Every organism, from a human to a fruit fly, relies on an internal clock to regulate its daily activities and metabolic functions. Sleeping, eating, and mating are optimized at different times depending on the organism and the role it has in its ecological niche. Circadian rhythms are essential to the well-being of any organism and their disruption can result in a variety of different health concerns. A disrupted circadian clock can alter the hormonal, autonomic, and metabolic functioning of organs. It has been discovered that there is a link between sleep disruption and neurodegeneration. A common neurodegenerative disorder seen amongst human populations is Alzheimer’s Disease, affecting between 20 and 40 million people worldwide. Alzheimer’s has been found to cause circadian dysfunction. Research into circadian biology, as it is linked to neurodegeneration, can lead to a potential treatment of a very prevalent disease.

Circadian rhythms are regulated by 24-hour feedback loop oscillations of “clock genes”. These genes are responsible for a variety of functions such as regulating membrane electrical activity and cellular metabolism. The environment also plays a role in regulating circadian rhythms. Light exposure activates a photoreceptor known as melanopsin, which provides input to the suprachiasmatic nucleus (SCN) of the hypothalamus. Neuronal and humoral signals are subsequently transmitted to allow for communication with peripheral clocks in other regions of the brain and visceral organs. This coordination between the central and peripheral clocks is thought to be responsible for regulating metabolism.

When humans age, they typically experience a disruption of the sleep-wake cycle in which they take more naps during the day and do not experience a deep sleep at night. This, along with other altered circadian oscillations that are associated with aging, might indicate that aging leads to a decrease in circadian signaling. This could have detrimental effects on the brain. Though Alzheimer’s disease is most often associated with memory loss, another primary symptom of the disease is sleep disruption.
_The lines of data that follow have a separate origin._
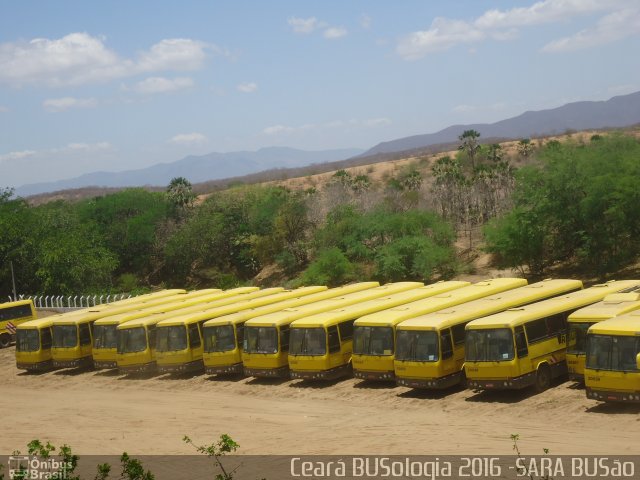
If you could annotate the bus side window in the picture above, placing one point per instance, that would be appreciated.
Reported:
(458, 334)
(334, 341)
(346, 330)
(284, 337)
(445, 344)
(239, 334)
(194, 336)
(521, 342)
(85, 334)
(46, 338)
(152, 336)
Both vertebrate and invertebrate models of neurodegenerative disease have been studied and were found to have a disconnect between their central and peripheral clocks, resulting in a disruption of circadian rhythms. In addition, studies show that fluctuations in Ab levels in cerebrospinal and interstitial fluid are associated with sleep-wake behavior. In humans, these fluctuations decrease with age and with progression of Alzheimer’s disease. Reduced production and clearance of Ab through perivascular and glymphatic drainage channels as well as the increase in interstitial fluid volume that occurs during sleep makes it essential to the prevention and clearance of protein aggregates, thus reducing the risk of neurodegenerative disease.

Metabolic disruption as caused by the desynchronization of the circadian clock is a risk factor for type II diabetes, which is a known risk factor for accelerated cognitive decline and Alzheimer’s. Temperature, food availability, exercise, and social interactions are all manipulable factors that are being considered as targets to re-regulate peripheral circadian clocks.

Circadian rhythms have been found to have implications in a variety of prevalent diseases such as type II diabetes and Alzheimer’s disease. If researchers and physicians work to therapeutically resolve disruptions in circadian rhythms, there is potential for resolution of metabolic functioning, reducing the risk of type II diabetes. In addition, resolving circadian disruptions could potentially prevent the cause and effect pattern of neurodegenerative disorders.

Reference:

Chauhan, R., Chen, K.F., Kent, B.A., & Crowther, D.C. (2017). Central and Peripheral Circadian 

         Clocks and Their Role in Alzheimer’s Disease. Disease Models & Mechnisms, 10(10), 1187-     

         1199. doi: 10.1242/dmm.030627.